Invece no. Non ci sono più dubbi: il diciottenne indonesiano ha zittito subito gli scetticismo. È una vera promessa e soprattutto ha dei margini di crescita impressionanti. Aldi Mahedra è passato da una Yamaha R3 ad una R9 con estrema disinvoltura. Nelle prime 8 gare ha centrato la zona punti in 6 occasioni e con 4 top 10. Ora è 11esimo in classifica mondiale ad appena un punto dal decimo. Precede tanti piloti con molta più esperienza di lui tra i quali diversi ex del Mondiale Superbike. Ciò che impressiona di più di Aldi Mahedra sono le sue potenzialità. Viene definito un bambino o anche un grillo, un peso piuma. Ora sta lavorando sulla preparazione atletica e soprattutto sul potenziamento muscolare. Ma se riesce ad andare così forte senza esperienza e senza essere fisicamente al top cosa farà quando sarà in condizioni ottimali?

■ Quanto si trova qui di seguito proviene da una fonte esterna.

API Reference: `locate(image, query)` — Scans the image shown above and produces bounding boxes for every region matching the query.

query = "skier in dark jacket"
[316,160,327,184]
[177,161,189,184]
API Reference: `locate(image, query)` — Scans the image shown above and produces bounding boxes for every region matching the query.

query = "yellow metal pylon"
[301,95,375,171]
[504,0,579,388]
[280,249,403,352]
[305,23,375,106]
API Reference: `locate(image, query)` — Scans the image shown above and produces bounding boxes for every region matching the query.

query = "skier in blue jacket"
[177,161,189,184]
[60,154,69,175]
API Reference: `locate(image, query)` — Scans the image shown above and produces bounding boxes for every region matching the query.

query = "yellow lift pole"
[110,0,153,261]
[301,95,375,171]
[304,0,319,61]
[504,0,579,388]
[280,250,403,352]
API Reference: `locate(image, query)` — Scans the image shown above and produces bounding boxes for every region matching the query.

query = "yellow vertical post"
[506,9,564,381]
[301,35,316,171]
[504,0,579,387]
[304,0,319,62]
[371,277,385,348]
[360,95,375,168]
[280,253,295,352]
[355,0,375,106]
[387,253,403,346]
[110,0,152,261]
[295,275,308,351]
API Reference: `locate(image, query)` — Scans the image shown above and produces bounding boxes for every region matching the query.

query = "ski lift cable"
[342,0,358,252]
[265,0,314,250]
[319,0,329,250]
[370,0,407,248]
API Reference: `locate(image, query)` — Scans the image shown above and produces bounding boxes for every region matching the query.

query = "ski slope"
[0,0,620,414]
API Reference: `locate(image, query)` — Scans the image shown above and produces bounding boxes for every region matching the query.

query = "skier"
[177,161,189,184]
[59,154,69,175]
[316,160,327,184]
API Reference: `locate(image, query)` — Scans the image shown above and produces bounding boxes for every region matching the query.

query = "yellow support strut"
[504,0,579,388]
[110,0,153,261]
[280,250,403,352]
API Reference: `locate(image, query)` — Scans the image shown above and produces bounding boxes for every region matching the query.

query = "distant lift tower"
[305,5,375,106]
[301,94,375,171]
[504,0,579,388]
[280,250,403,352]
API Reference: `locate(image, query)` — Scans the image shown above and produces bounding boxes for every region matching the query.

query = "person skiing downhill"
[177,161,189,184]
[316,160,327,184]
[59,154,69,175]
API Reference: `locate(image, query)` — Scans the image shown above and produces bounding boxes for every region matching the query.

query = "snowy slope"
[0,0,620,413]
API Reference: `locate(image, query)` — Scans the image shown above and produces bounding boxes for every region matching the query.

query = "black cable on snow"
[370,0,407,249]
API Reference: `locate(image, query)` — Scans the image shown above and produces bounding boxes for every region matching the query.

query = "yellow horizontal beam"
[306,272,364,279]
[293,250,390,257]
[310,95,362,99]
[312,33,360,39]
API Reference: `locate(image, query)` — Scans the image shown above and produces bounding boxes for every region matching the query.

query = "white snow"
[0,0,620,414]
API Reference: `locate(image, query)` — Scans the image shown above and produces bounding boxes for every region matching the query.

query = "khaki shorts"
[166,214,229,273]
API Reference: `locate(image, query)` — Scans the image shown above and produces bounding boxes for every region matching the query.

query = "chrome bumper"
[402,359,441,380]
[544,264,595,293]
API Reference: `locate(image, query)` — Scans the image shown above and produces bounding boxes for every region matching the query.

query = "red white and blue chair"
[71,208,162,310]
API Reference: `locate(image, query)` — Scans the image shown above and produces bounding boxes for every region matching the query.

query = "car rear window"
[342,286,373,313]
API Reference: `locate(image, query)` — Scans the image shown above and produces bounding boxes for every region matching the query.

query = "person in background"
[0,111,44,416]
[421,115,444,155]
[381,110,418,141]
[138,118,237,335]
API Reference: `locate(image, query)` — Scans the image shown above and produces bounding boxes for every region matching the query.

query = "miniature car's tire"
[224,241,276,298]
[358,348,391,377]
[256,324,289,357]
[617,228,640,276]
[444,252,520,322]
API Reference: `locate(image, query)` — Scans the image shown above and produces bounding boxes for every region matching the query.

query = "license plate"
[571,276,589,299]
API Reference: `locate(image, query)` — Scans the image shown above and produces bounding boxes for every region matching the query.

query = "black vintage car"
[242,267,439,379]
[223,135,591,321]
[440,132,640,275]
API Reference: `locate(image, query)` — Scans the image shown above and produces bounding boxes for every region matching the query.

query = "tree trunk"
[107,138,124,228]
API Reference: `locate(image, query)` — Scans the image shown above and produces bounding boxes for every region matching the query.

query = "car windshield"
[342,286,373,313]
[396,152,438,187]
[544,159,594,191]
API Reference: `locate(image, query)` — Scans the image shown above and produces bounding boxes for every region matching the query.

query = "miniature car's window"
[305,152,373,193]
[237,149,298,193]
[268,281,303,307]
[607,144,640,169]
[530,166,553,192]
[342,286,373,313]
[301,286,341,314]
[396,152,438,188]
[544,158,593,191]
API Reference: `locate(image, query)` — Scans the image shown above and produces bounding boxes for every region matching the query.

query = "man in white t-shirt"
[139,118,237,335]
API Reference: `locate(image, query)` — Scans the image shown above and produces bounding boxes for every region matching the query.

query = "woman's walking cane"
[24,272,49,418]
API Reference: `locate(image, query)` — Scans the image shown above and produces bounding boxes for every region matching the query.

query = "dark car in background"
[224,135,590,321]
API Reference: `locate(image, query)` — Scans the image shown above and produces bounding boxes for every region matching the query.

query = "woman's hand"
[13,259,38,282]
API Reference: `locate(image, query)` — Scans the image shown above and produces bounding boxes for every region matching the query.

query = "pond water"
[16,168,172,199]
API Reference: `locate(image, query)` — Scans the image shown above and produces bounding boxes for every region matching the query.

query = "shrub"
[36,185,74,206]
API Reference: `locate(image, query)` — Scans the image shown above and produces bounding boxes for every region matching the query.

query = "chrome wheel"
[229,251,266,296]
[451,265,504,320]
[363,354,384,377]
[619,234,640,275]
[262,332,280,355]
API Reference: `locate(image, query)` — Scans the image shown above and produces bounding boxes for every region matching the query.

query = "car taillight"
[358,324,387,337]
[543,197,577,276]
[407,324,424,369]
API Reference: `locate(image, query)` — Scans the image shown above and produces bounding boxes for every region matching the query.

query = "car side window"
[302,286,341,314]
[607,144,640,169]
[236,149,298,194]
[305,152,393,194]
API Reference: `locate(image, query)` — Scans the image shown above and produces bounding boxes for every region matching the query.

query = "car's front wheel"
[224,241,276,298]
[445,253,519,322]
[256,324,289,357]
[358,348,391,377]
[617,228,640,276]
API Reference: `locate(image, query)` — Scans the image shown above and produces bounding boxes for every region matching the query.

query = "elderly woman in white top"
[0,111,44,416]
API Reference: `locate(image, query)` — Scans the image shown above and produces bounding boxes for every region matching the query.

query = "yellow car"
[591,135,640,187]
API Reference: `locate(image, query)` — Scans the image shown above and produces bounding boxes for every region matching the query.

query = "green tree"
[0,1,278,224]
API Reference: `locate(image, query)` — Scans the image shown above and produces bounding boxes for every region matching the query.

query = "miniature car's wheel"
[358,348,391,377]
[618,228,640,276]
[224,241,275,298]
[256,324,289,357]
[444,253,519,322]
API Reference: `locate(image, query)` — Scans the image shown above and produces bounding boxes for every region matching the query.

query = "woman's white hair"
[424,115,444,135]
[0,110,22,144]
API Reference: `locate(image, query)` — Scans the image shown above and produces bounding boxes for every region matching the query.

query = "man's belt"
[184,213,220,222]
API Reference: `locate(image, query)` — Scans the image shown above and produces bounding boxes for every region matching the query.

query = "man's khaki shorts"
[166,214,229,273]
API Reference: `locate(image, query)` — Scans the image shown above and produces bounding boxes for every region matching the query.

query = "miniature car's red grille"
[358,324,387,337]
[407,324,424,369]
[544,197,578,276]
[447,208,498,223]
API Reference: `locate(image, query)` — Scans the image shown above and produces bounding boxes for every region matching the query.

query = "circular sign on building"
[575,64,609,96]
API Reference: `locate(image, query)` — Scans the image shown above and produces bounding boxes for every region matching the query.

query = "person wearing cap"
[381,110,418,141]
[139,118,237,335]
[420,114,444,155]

Nel paddock tanti lo definiscono già un baby fenomeno e sono pronti a scommette che possa diventare un grande campione. Intanto, in attesa di compiere 19 anni, è già in assoluto il miglior pilota indonesiano della storia. Non solo è stato il primo a vincere un titolo mondiale ma anche quello che ha ottenuto i migliori piazzamenti nel WorldSSP.